The company, which is funded by UK-based Octopus Investments, already operates more than 300MW of large-scale solar projects across nearly 80 sites in the UK and has invested more than £600million in the past two years.
It says it wants to double the land it now has, more than 2,200 acres.
Potential sites are being investigated in coastal areas, including some in the north and north-east, and the company said every Scottish solar farm was likely to have a capacity of 12MW, spread across an 80-acre site.
Each would take about three months to build using a workforce of up to 60 people that Lightsource claimed would be recruited locally.
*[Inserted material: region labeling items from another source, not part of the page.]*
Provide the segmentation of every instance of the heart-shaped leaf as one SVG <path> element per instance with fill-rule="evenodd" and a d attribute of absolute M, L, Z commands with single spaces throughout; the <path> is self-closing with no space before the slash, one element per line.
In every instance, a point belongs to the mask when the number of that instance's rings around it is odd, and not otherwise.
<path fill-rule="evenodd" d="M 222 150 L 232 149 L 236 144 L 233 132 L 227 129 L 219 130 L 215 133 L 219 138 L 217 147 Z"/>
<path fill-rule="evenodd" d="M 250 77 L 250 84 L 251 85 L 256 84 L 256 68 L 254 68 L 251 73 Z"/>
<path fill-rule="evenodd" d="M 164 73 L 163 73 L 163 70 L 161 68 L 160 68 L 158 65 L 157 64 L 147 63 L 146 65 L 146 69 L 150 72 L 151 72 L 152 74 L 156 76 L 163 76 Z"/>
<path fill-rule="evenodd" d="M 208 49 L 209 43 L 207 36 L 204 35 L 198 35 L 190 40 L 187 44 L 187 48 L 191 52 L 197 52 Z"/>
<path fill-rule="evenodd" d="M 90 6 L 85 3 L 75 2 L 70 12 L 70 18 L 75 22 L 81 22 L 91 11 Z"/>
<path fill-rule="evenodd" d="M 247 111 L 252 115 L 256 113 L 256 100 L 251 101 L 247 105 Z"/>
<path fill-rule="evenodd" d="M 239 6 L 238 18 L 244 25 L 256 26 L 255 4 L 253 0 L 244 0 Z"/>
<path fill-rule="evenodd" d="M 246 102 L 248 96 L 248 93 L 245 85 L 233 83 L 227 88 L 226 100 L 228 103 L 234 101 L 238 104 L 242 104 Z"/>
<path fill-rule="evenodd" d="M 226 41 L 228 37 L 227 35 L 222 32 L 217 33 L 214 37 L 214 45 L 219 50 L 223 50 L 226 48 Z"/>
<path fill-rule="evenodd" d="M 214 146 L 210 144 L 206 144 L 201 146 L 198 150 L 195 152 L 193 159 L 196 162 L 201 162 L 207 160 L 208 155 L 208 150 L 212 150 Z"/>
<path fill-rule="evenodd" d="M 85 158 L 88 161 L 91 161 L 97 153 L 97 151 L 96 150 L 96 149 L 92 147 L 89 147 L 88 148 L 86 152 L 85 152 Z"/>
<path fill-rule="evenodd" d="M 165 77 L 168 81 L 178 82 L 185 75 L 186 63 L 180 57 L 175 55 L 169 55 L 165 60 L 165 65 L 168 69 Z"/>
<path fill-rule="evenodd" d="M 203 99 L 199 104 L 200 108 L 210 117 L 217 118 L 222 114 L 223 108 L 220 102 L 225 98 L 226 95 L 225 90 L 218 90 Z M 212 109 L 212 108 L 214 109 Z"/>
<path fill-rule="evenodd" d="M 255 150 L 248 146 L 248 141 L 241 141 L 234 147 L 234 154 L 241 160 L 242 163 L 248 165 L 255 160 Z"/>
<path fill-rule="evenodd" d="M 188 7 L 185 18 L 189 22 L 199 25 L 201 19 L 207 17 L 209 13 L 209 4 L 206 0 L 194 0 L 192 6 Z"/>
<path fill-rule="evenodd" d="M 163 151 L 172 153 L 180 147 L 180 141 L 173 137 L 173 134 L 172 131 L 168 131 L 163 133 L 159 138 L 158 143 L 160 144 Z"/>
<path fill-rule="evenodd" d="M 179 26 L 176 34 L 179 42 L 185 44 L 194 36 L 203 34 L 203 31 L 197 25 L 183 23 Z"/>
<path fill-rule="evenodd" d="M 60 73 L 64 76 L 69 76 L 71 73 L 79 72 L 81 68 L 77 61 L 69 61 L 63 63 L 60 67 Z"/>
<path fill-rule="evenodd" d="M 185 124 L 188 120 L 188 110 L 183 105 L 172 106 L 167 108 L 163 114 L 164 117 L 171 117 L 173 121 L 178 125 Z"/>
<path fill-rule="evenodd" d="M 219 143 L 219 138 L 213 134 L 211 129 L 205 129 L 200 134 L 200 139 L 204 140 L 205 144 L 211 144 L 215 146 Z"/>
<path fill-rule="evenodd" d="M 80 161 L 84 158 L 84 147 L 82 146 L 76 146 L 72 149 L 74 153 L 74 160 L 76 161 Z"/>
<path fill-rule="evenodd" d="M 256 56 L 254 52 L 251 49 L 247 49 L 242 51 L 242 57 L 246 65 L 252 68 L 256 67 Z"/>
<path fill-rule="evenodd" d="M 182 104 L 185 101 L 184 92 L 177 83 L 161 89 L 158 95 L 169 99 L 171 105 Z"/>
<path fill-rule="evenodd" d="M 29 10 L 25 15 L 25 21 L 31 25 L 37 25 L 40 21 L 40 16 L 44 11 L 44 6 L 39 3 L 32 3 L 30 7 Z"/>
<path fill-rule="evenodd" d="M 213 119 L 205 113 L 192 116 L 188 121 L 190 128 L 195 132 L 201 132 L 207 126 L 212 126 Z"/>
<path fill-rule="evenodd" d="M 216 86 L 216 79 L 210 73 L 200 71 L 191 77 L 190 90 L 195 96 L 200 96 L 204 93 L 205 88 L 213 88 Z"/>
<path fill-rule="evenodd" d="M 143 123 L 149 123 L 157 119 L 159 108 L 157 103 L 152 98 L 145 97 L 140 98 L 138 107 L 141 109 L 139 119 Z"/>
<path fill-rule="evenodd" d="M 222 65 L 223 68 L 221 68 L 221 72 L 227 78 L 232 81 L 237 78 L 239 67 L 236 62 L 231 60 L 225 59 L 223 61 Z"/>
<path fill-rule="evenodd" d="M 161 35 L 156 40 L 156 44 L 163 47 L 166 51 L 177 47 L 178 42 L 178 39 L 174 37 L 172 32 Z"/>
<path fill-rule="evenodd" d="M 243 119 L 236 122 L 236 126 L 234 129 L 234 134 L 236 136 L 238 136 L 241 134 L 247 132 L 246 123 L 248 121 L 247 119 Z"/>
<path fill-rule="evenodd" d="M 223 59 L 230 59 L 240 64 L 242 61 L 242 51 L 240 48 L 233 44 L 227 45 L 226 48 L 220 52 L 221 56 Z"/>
Each site would create one full-time job.
The company would own and operate the solar panels, leasing land on 25-year contracts with rents of up to £700 an acre.
This means a farmer could make up to £56,000 a year for leasing an 80-acre site or £1.4million over the lifetime of the project.
Liza Gray, from Lightsource, said the company was planning to hold roadshows across Scotland early next year to create a “white list” of local expertise and suppliers required for the projects.
They would include landscapers, planning consultants, fencing companies, labourers, ground workers, machine operators, livestock consultants and wildlife trusts.
“We have quite a lot of interest and we are still looking at sites,” she said.
“We always carry out a thorough community-engagement process if we identify a suitable site for which we would like to apply for planning permission.”
Communities that agree to host solar farms would be given £3,000 per megawatt of in-stalled power to fund a roof-mounted solar installation on a local municipal building, she added.
This means each potential new solar farm could contribute £36,000 to the local community.